Desde há muito tempo que me tornei uma adepta preocupada com algo muito para além de derrotas pontuais.
É com tristeza que reconheço que este Benfica, que tem vindo a sobreviver magistralmente à custa de glórias quase pré-históricas, não tem ponta por onde se lhe pegue. Desde a direcção, sem carisma, sem liderança, sem estratégia, sem vontade, passando por equipas técnicas que deixam sempre muito a desejar, não esquecendo os médicos e preparadores físicos que valha nosso senhor a quem tenha de passar por eles, nunca mais são jogadores na vida (e isto é misteriosamente recorrente), ninguém se escapa.
Reconheço, tristemente, que não há maneira a dar a volta à coisa e que o Futebol Clube do Porto e o seu Pinto da Costa é que a sabem toda porque ali ninguém pia mais do que deve ou do que sabe. E, incrivelmente, confirma-se que fenómenos inversos se passam nos rivais lisboetas e invictos: o que o Benfica consegue melhor (transformar vedetas do futebol internacional e propensas estrelas em jogadores medíocres) é inversamente proporcional ao que o Porto faz com arte (transformar desconhecidos em grandes jogadores e fazer de treinadores como Jesualdo bons treinadores). São as antípodas do futebol. Aqui, nem o Sporting entra: os seus dilemas caseiros e as suas dores de cabeças não andam neste palmarés que opõe o Porto ao Benfica.

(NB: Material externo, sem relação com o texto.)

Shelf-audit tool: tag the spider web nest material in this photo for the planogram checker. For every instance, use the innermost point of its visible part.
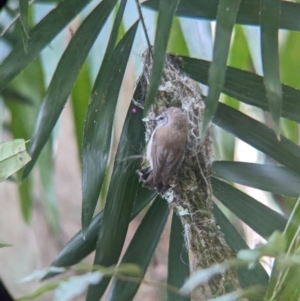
(190, 195)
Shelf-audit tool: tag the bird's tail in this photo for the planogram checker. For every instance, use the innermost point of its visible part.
(146, 176)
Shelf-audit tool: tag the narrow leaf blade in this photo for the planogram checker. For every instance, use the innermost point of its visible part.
(273, 178)
(140, 250)
(248, 13)
(259, 136)
(270, 12)
(40, 36)
(259, 217)
(78, 247)
(227, 11)
(64, 77)
(166, 12)
(247, 277)
(244, 86)
(178, 260)
(99, 119)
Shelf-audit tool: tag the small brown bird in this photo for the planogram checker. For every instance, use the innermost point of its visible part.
(166, 149)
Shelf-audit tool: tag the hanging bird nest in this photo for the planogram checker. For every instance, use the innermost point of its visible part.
(190, 195)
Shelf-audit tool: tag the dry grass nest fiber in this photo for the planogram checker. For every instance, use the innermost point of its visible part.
(190, 193)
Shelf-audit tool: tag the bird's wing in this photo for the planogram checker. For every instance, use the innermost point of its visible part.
(165, 159)
(158, 154)
(172, 163)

No Benfica, toda a gente manda e não manda ninguém. Há bem intencionados. Há uma estátua do Eusébio, que lá vai sobrevivendo. E há, sistematicamente, no início de cada época, jogadores que chegam, com gana de se mostrar num dos "grandes" da europa. São os mesmos jogadores que, poucas semanas depois se revelam um fracasso, quer pelas suas qualidades duvidosas, quer por um fraco aproveitamento dessas qualidades (este é outro quebra-cabeças). São os mesmos que regridem, ao longo da época, para comportamentos pouco dignificantes da camisola que vestem e do investimento que neles é feito, são os mesmos que se tornam indisciplinados, que afirmam não 'entender' as decisões do mister, que reclamam um lugar ao sol e que eu vejo, inexplicavelmente, de ombros caídos.

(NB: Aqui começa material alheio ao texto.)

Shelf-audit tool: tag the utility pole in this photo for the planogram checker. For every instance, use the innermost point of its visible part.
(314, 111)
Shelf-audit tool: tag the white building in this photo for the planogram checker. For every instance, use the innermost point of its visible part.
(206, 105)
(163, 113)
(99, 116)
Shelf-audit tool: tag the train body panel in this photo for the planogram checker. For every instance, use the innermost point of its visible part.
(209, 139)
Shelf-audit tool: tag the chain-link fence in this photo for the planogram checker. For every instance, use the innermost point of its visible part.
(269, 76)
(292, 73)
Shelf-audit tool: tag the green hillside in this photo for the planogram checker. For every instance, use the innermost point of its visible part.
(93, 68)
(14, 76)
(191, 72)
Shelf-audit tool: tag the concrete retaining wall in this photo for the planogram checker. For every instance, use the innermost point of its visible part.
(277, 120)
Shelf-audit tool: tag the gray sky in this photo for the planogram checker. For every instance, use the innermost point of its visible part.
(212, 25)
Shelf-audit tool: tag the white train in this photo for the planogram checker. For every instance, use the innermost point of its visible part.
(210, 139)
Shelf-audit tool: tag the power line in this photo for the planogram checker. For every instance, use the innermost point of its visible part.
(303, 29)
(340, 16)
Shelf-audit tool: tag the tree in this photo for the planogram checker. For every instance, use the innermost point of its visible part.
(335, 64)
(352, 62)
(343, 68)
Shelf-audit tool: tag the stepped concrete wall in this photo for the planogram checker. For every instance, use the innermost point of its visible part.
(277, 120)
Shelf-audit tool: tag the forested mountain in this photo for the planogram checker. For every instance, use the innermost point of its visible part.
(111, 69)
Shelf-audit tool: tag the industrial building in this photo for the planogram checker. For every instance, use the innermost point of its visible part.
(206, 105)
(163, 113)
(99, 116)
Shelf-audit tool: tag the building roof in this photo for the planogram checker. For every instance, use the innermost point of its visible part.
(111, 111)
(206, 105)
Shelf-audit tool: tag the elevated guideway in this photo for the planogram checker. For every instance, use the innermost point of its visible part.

Tem sido isto o Benfica. Um clube grande porque o reza a História, em cuja principal modalidade vinga um fracasso anunciado. Começa um novo periodo, em cada mês de Agosto, com uma mentalidade ganhadora e confiante meramente ilusória: um olhar mais atento e facilmente se detectam botas que não batem com as perdigotas. Desde cedo. Mas a massa de gente acredita e deixa-se enganar por torneios amigáveis. No início, admite-se estar em todas as frentes. Depois surgem as más opções, o excesso de confiança, a pouca sorte ou a desculpa das más arbitragens. Acumulam-se maus resultados e, pouco a pouco, vão-se adiando conquistas, até estar apenas em jogo a prova principal que não é eliminatória e se torna muitas vezes pouco competitiva e previsível. Quando menos se espera abdicou-se da Europa, da Taça e a Liga está em risco.

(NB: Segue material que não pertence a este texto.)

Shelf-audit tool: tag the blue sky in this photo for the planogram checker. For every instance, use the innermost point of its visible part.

Costuma dizer-se que pior do que aquele que é cego é o que não quer ver.
Com alguma angústia constato que para se acreditar neste Benfica tem de se fechar os olhos a evidências que me recuso a ignorar. Há, neste Benfica, um mal residente, confortavelmente instalado. Há uma apropiação desleal de uma instituição que teve em tempos objectivos concretos e cujas prioridades não eram o aproveitamento económico de uma imagem de marca. Há um orgulho despropositado na exploração financeira da instituição, em detrimento da decadente impressão que o seu futebol mostra ao mundo. E há em cada benfiquista um pretenso orgulhoso, prostrado na vã ilusão de um clube que já não é o melhor do seu País, muito menos do mundo.
Em resposta ao senhor Pinto da Costa, não é o sucesso do seu Porto que me incomoda.
É com um Benfica em que não me revejo, que não consigo conformar-me.